Brian Letort | AI Architect & Data Center Innovator

TL;DR

Self-learning ETL with Plan-Act-Reflect loops
Automatic knowledge graph population from data sources
New domain agents created automatically when you add data

Most RAG systems make data ingestion your problem.

SemanticStudio makes it a feature: self-learning ETL pipelines that don't just ingest data—they build knowledge graphs and create new agents automatically.

The ETL Vision

Traditional ETL:

Data Source → Transform → Load → Done

SemanticStudio ETL:

Data Source → Understand → Transform → Load → 
  → Populate Vector Store
  → Build Knowledge Graph
  → Create/Link Domain Agent
  → Learn for Next Time

The ETL system is intelligent. It adapts. It improves.

Plan-Act-Reflect (PAR) Loops

At the heart of SemanticStudio's ETL is the PAR pattern—the same self-learning loop I've written about in Self-Learning Pipelines.

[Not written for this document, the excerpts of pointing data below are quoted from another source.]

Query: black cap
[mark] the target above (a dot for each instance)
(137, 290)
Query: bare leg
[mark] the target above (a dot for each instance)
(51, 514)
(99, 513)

Plan-Act-Reflect (PAR) Loop

Self-learning ETL that improves over time

Plan

Analyze source and determine strategy

Act

Execute transformation and capture results

Reflect

Evaluate results and learn for next time

Loop learns and improves each run

Phase 1: Plan

Before touching data, the system plans:

Schema Analysis: What does this source look like?
Issue Prediction: What might go wrong?
Strategy Selection: How should we transform this?
Resource Estimation: How long will this take?

The planner uses learned patterns from previous runs.

Phase 2: Act

Execute the plan:

Data Extraction: Pull from source
Transformation: Clean, normalize, enrich
Vector Store Population: Create embeddings, store chunks
Knowledge Graph Update: Extract entities, build relationships

Phase 3: Reflect

Evaluate and learn:

Quality Assessment: Did it work?
Error Analysis: What went wrong?
Strategy Update: How should we adapt?
Learning Storage: Remember for next time

The reflect phase is what makes the system self-learning.

ETL Jobs Dashboard

The dashboard shows:

Job List: All ETL jobs with status
Knowledge Graph Stats: 344 nodes, 320 edges
Nodes by Type: Distribution across entity types
Edges by Type: Relationship distribution

Job Status

Status	Meaning
Completed	Successfully finished
Running	Currently executing
Failed	Error occurred
Scheduled	Waiting to run

Job Actions

For each job:

View Details: See configuration and logs
Re-run: Execute again
Edit: Modify settings
Delete: Remove job

Data Sources

SemanticStudio supports multiple source types:

Supported Sources

Source Type	What It Handles
PostgreSQL	Database tables
CSV	Flat files
JSON	Structured documents
REST API	External services
Documents	PDF, DOCX, etc.

Data Sources Dashboard

SemanticStudio data sources and semantic layer configuration

The semantic layer maps:

Source Table → Entity Type
Columns → Entity Properties
Domain Agent → Data Access

Adding a Data Source

Select source type (Postgres, CSV, etc.)
Provide connection details
Map entities to the semantic layer
Link to domain agent (or create new)
Run initial ETL

Database Population

When ETL runs, it populates two stores:

Vector Store (RAG)

Chunking: Break documents into segments
Embedding: Generate vectors (text-embedding-3-large)
Indexing: Store in pgvector for retrieval
Metadata: Preserve source info, timestamps

Knowledge Graph

Entity Extraction: Identify entities in content
Relationship Inference: Detect connections
Graph Population: Add nodes and edges
Deduplication: Merge duplicate entities

Creating New Domain Agents

Here's where it gets powerful: ETL can create agents automatically.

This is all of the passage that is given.